Türkler, İslamiyet’i kılıç zoru ile değil, kendilerine yakın gördükleri için rızalarıyla kabul etmişlerdir. Bu kabul ediş sürecinin en önemli safhası ise Talas Savaşıdır. 751 senesinde Çin ve Abbasi orduları arasında gerçekleştirilen savaş sırasında Karluk Türkleri Müslümanların yanında yer almıştır. Bunun sonucunda Abbasiler galip gelmiş, Türk-Arap ilişkileri ise olumlu yönde gelişme göstermiştir.
Yaşanan bu olay, Orta Asya’nın kaderini değiştirirken Türklerin İslamiyet’i kabul etme süreci de hız kazanmıştır. Bunun sonucunda Karluklar 10. yy itibari ile kalabalık gruplar halinde İslamiyet’i kabul etmiş, bu durum İslam âlemi ve dünya tarihi açısından büyük sonuçlar doğurmuştur.

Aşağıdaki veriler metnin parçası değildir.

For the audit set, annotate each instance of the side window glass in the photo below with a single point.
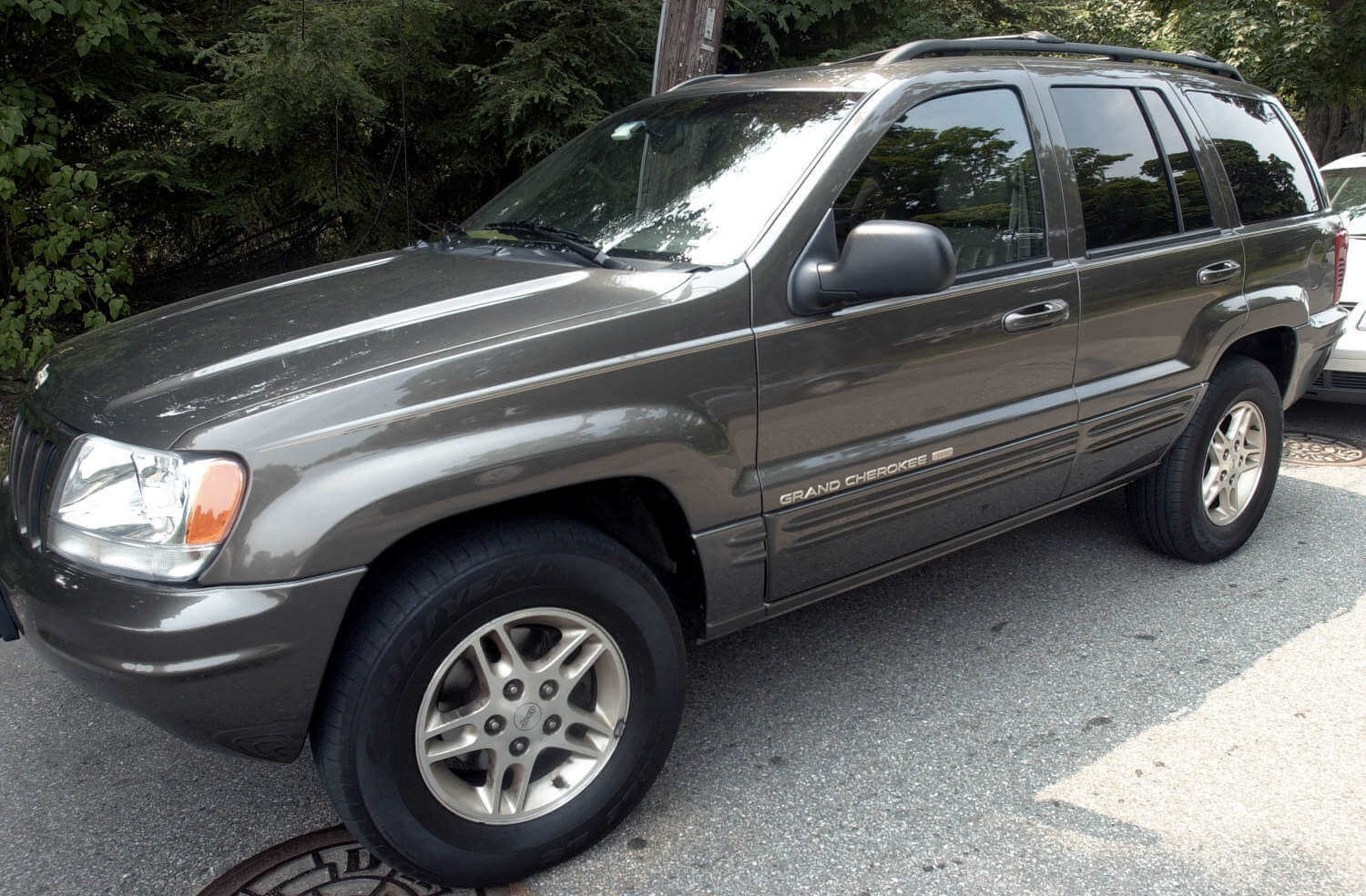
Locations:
(1119, 172)
(1190, 188)
(1264, 166)
(963, 163)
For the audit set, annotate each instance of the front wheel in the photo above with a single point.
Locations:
(500, 702)
(1210, 492)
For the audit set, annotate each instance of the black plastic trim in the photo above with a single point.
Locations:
(1043, 43)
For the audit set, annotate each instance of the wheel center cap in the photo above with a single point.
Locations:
(526, 716)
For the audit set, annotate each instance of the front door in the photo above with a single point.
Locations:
(890, 426)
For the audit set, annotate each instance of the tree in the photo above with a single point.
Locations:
(66, 256)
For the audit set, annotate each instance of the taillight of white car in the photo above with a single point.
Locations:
(1339, 262)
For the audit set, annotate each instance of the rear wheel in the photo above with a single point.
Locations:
(500, 702)
(1210, 492)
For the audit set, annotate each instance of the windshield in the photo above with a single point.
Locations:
(686, 179)
(1347, 190)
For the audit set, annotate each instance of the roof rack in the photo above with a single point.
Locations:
(1045, 43)
(697, 79)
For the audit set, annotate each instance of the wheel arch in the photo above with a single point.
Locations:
(637, 511)
(1273, 347)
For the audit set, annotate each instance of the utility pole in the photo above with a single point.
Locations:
(690, 40)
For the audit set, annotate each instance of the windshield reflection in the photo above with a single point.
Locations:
(679, 179)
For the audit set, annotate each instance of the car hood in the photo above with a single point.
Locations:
(150, 379)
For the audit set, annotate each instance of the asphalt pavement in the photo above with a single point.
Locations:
(1057, 710)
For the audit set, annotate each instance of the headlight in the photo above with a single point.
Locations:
(149, 514)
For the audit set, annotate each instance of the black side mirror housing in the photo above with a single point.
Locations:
(882, 260)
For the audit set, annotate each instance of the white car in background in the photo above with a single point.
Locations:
(1344, 377)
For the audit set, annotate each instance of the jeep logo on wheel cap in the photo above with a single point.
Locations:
(526, 716)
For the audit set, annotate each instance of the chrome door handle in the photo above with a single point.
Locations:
(1035, 316)
(1218, 272)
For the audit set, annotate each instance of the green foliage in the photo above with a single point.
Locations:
(65, 253)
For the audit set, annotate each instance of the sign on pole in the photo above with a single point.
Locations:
(690, 38)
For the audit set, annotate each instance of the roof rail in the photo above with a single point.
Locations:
(697, 79)
(1045, 43)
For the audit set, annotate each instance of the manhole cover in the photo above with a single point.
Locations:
(1313, 448)
(320, 863)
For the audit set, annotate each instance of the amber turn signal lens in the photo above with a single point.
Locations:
(216, 504)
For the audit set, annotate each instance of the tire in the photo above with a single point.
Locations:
(1168, 505)
(529, 581)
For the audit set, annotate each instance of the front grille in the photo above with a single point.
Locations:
(33, 467)
(1341, 380)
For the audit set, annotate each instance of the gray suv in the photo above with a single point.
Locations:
(453, 513)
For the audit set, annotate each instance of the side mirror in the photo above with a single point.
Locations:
(882, 260)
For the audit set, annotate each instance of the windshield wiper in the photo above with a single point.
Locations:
(576, 243)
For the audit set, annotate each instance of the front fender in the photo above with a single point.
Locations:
(339, 477)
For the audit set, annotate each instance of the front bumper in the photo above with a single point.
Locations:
(235, 668)
(1313, 344)
(1344, 376)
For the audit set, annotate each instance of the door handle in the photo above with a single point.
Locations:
(1218, 272)
(1035, 316)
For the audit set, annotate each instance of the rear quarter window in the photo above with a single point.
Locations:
(1265, 168)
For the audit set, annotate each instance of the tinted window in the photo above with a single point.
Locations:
(1262, 163)
(1190, 190)
(1120, 175)
(964, 164)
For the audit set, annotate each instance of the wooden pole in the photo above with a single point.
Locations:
(688, 43)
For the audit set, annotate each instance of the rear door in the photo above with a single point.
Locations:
(1284, 221)
(890, 426)
(1160, 264)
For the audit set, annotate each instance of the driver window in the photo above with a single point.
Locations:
(963, 163)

Türkler, diğer dinlere karşı büyük bir hoşgörüye sahipti. Hoşgörünün İslam inanç sisteminin temel felsefelerinden birisi olması da Türklerin İslamiyete geçişi için önemli bir neden olmuştur. Ayrıca Gök Tanrı inancı ile İslamiyet’in bir çok ortak noktası bulunuyordu.
Bunlardan en önemlisi ise her iki inanç sisteminin de tek tanrılı olmasıdır. Yine İslamiyet’te yer alan Esma-ül Hüsna adı verilen Allah’ın sıfatlarının bir kısmı, eski Türk inancında Gök Tanrıya atfedilen sıfatlarla benzerlik gösteriyordu.